Foods | that would have been available in early spring, dairy from the sheep, lamb, seeds stored from the fall harvest, foods that had been dried to preserve it, and vegetables that could be grown in early spring or could be stored all winter.
Dairy – milk, butter, cream, fresh cheeses
Dried Foods – dried fruits, oatmeal, soda bread
Potatoes – colcannon

Old Customs

Brigid dolls were made from corn husks and people made beds for Brigid hoping she would stop and rest at their house on her journey. As the goddess of the hearth families would smooth over the ashes in the hearth and look in the morning to see if there were symbols or signs that Brigid had visited.

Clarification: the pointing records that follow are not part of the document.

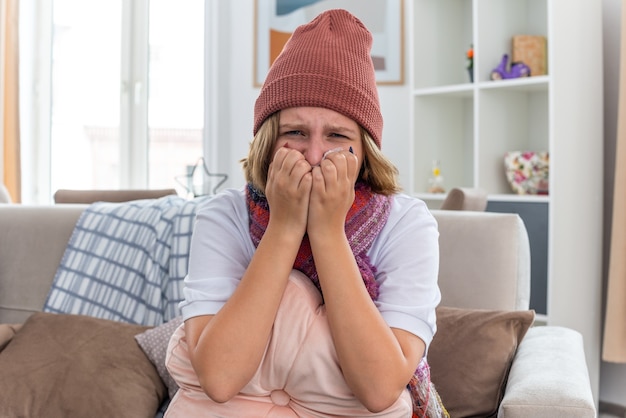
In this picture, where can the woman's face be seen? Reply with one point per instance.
(315, 130)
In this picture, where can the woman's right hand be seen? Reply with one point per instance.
(288, 190)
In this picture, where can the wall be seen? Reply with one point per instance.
(612, 376)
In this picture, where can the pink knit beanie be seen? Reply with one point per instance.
(326, 63)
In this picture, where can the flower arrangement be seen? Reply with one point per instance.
(528, 171)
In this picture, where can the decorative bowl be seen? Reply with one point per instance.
(527, 171)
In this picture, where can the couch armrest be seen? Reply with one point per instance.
(549, 377)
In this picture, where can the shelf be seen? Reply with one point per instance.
(493, 198)
(458, 90)
(539, 83)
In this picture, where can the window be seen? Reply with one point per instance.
(123, 89)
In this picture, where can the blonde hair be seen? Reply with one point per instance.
(377, 171)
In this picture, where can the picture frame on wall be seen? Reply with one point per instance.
(275, 21)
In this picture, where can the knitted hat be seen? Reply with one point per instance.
(326, 63)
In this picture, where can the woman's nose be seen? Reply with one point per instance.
(314, 151)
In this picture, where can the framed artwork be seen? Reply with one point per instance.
(275, 21)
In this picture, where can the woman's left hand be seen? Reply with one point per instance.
(332, 193)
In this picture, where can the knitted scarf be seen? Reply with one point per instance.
(365, 219)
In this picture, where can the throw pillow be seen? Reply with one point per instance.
(70, 366)
(470, 357)
(154, 343)
(7, 331)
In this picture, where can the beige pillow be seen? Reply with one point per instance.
(69, 366)
(471, 355)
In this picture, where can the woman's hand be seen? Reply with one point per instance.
(288, 190)
(332, 192)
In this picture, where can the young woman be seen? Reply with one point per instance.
(312, 290)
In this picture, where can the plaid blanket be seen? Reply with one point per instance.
(126, 261)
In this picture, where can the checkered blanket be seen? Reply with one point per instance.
(126, 261)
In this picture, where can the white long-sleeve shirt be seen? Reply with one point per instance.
(405, 254)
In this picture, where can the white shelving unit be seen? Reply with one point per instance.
(468, 126)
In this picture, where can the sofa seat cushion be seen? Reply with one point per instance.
(69, 366)
(471, 355)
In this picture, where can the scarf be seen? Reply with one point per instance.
(365, 219)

Brigid’s crosses are rushes woven into a four-armed cross and hung over doors, windows and stables to welcome Brigid and for protection against fire, lighting, illness and evil spirits. They are usually left until the next Imbolc. Here’s a link to a YouTube channel on how to make one. It was a little tricky but once you get started it goes pretty quickly. I used sheaf’s of wheat that I got from a craft store. But next time I’m going to try to gather something naturally. I think pine needles would work. Here’s a picture of the one I made last year. It was pretty small.

New Customs

Ideas for meals | scones or soda bread with dried fruits, colcannon, root vegetables, seeds added to baked goods or salads, and anything made with milk like ricotta cheese, yogurt, whipped cream, or butter.

Ideas for crafts | making candles, or fresh churned butter, bird feeders made from oranges, peanut butter and bird seed

Ideas for celebrating | enjoy a bonfire or light a bunch of candles, throw coins in a local pond or fountain, spring cleaning, set goals and intentions for the year

To be sure to have intention with what I was doing I lit a candle in a bowl of flowers as a nod to a body of water and cleansed the kitchen with incense.

I made a salad with roasted beets, oranges, sheep’s milk feta cheese, spring peas, green onion, and avocado. I wanted to bake fresh bread but baking bread is not my thing. The kneading the waiting. Yeah not my thing. So I took a tube of Pillsbury French bread, cut it lengthwise into 3 and braided it. Oiled a sheet pan with olive oil then the dough and sprinkled it with coarse salt and pepper. Baked according to the package. I made fresh herb butter to go with it.

That morning I made myself a cup of Earl Gray tea my daughter-in-law brought me from Scotland with honey, lit a candle I had made with lavender and daisies from my yard and enjoyed the tea from my porch. It just took a few minutes to make that morning a little special.

I brought the little bouquet and a candle to the office to remind me what day it was and to help focus on the season.